The information I typically glean comes from well-respected medical professionals who have gone beyond traditional medical education which excludes nutritional education, and have have gone the extra mile to learn about nutritional intervention. By their own experiences with patients, they have developed a sense of efficacy and success in treating with supplements. They are excited to share the results. I'm happy to learn of them as well.

As you and I both know, until patents can cover supplements (which they won't because natural materials aren't patentable) there will be no such studies to satisfy those who only want to look at published data rather than the live results of successful nutritional interventions.

Because of my medical injuries, my mission is to create awareness and that's exactly what I intend to continue to do because nutritional therapies work. I observe that success everytime I work in my functional medicine MDs office and watch patients who originally arrived severely compromised come come back feeling better and better. Their testimonials are awesome, and my own journey of correcting health issues by targeted nutritional means motivates me to continue to share information with those seeking it.
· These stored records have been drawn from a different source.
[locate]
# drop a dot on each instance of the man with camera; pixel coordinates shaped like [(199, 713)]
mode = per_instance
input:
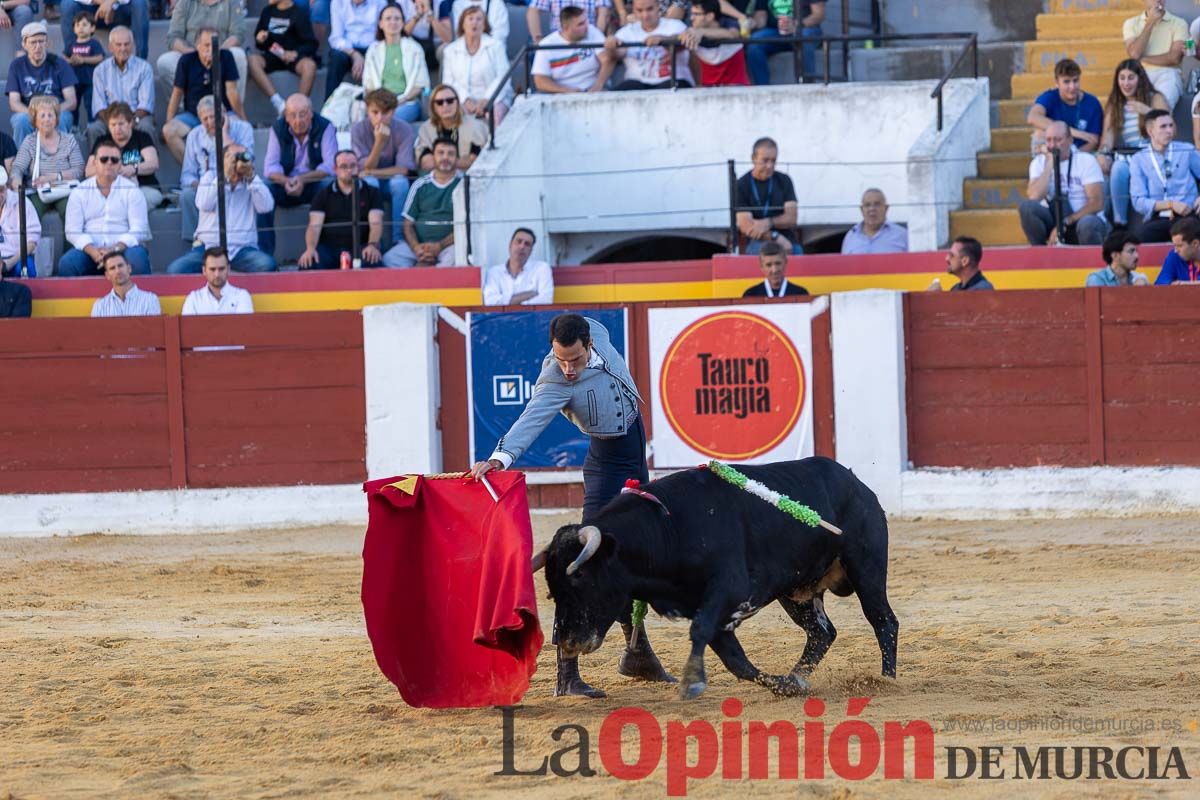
[(246, 197), (1068, 196)]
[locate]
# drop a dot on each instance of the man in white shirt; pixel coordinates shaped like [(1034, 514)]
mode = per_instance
[(519, 281), (1080, 197), (217, 295), (125, 299), (649, 66), (10, 233), (246, 197), (573, 71), (106, 212)]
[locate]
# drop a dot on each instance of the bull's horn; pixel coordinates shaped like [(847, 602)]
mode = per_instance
[(589, 536)]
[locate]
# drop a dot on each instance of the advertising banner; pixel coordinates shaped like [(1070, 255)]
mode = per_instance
[(731, 383), (504, 354)]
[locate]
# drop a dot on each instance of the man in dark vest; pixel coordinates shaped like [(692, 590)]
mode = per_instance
[(300, 155), (585, 378)]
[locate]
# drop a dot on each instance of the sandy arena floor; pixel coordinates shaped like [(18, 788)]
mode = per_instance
[(237, 666)]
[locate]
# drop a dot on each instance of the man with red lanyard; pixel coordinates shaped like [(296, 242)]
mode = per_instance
[(1182, 264)]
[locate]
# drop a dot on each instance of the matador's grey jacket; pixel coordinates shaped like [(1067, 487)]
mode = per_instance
[(601, 402)]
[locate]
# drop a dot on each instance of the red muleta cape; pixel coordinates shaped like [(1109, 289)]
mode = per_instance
[(447, 589)]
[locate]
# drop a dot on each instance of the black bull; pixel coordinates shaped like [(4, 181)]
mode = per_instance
[(719, 557)]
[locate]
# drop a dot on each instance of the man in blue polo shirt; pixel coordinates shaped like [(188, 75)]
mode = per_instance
[(1071, 104)]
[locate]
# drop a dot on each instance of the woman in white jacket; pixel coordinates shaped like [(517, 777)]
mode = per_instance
[(397, 64), (475, 64)]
I can only say to your question of risking 10 lives to save 1000, we can't ask the 10 what their opinion would be, but I'm guessing they'd say it wasn't worth the risk. Dead is dead. If risks are known, then we can choose to avoid; the people who aren't aware of existing risks are risks are the ones to whom I address my concerns.

Creating awareness is just that. It's done so people can decide for themselves what is right for them. I honor your choice to do that for you.
I do this because no one warned me of the downsides....that's called informed consent.... and I didn't receive it and because I trusted the medical establishment, I was harmed. If I can help prevent this in others, I'm certainly willing to try.